Dalam tulisan kali ini penulis akan
bercerita mengenai Kwee Tek Hoay. Siapakah gerangan beliau ini? Beberapa di
antara Anda mungkin telah pernah mendengar namanya. Ya, Kwee Tek Hoay atau
dieja juga sebagai Guō Dé Huái (郭德懷, 31 Juli 1886
- 4 Juli 1951) adalah Bapak Tridharma Indonesia. Bagi saya sebagai generasi baby boomers (kelahiran 1946-1964), Kwee
Tek Hoay itu seangkatan dengan kakek saya, sedangkan bagi generasi anak-anak
saya – yakni generasi millennials
(kelahiran 1981-1996) – beliau itu orang yang seumur dengan kakek-buyut mereka.
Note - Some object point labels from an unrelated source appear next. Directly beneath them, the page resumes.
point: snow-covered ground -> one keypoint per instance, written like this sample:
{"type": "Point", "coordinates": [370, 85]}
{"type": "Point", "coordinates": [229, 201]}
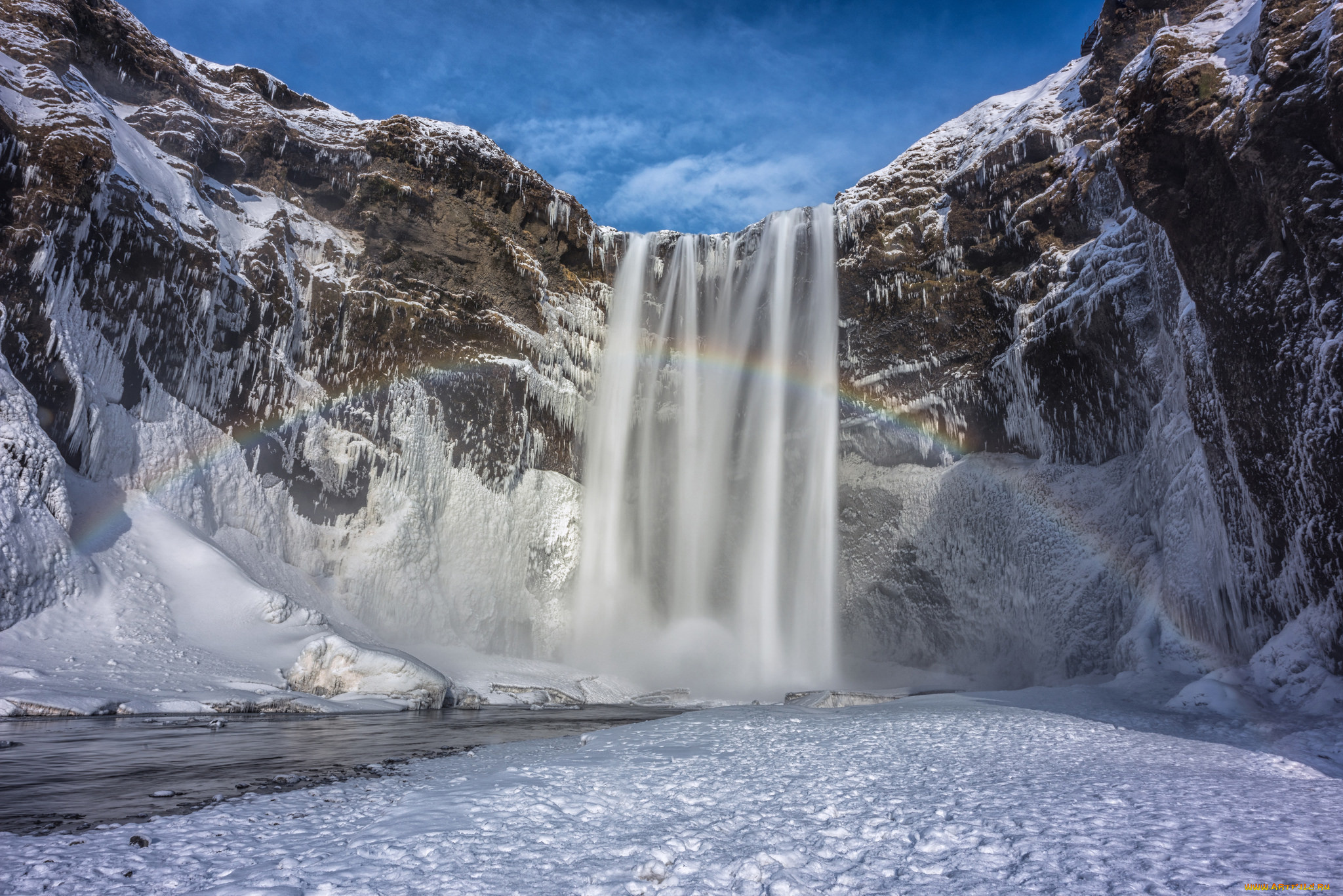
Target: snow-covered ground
{"type": "Point", "coordinates": [1080, 790]}
{"type": "Point", "coordinates": [174, 621]}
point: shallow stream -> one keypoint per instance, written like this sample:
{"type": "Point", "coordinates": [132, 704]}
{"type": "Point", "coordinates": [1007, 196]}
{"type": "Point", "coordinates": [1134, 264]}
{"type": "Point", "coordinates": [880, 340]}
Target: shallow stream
{"type": "Point", "coordinates": [70, 774]}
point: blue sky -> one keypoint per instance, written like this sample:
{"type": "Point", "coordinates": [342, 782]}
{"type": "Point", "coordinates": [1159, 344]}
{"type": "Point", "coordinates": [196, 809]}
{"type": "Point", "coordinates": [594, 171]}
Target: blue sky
{"type": "Point", "coordinates": [689, 116]}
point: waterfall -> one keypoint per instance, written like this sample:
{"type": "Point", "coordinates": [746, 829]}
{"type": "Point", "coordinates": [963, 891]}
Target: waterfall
{"type": "Point", "coordinates": [708, 553]}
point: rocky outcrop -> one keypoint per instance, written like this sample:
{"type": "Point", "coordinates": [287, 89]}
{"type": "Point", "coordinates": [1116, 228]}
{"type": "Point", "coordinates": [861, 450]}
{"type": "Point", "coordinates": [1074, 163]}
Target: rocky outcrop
{"type": "Point", "coordinates": [1129, 273]}
{"type": "Point", "coordinates": [285, 321]}
{"type": "Point", "coordinates": [261, 254]}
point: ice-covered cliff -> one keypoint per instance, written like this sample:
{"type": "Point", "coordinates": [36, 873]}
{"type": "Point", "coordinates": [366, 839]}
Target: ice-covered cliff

Dengan membaca sejarah perjalanan hidup Kwee Tek Hoay, kita sebetulnya sedang
bernostalgia bersama kakek atau kekek-buyut kita, dalam menghadapi tantangan
hidup di zaman itu.
Penulis akan menuturkan dahulu siapa
itu ayah dan ibu Kwee Tek Hoay. Kwee Tek Hoay adalah putera bungsu Kwee Tjiam
Hong dan Tan An Nio, dan dia masih memiliki satu kakak laki-laki sebagai anak
tertua keluarga itu dan dua orang kakak perempuan. Kwee Tjiam Hong, sang ayah,
berasal dari Tiongkok, Propinsi Fujian
Dusun Lam An. Seperti orang-orang
Tionghoa perantauan lainnya, mereka secara berkelompok meninggalkan tanah
leluhur untuk mencari peruntungan baru di Tanah Jawa. Dikisahkan selama
perjalanan dari kampung halamannya hingga ke perantauan, Kwee Tjiam Hong
membawa sebuah patung yang merupakan replika tokoh yang bernama Kwee Seng Ong,
yang konon selama hidupnya dipuja oleh rakyat daerah Tiongkok Selatan. Kwee
Seng Ong disebut juga 郭神王 atau Guō Shén Wáng, yang
bermakna bahwa dia itu seorang raja sekaligus orang suci. Setelah Kwee Seng Ong
wafat, dia dipuja sebagai dewa di kuil-kuil yang banyak terdapat di Tiongkok
Selatan. Tidak diketahui dengan pasti pada zaman kapan Kwee Seng Ong hidup,
namun jika menilik marganya, Kwee Seng Ong juga merupakan leluhur dari Kwee
Tjiam Hong.
Tentu Anda pembaca bertanya-tanya mengapa
Kwee Tjiam Hong membawa-bawa patung dewa pelindung dalam perantauannya itu?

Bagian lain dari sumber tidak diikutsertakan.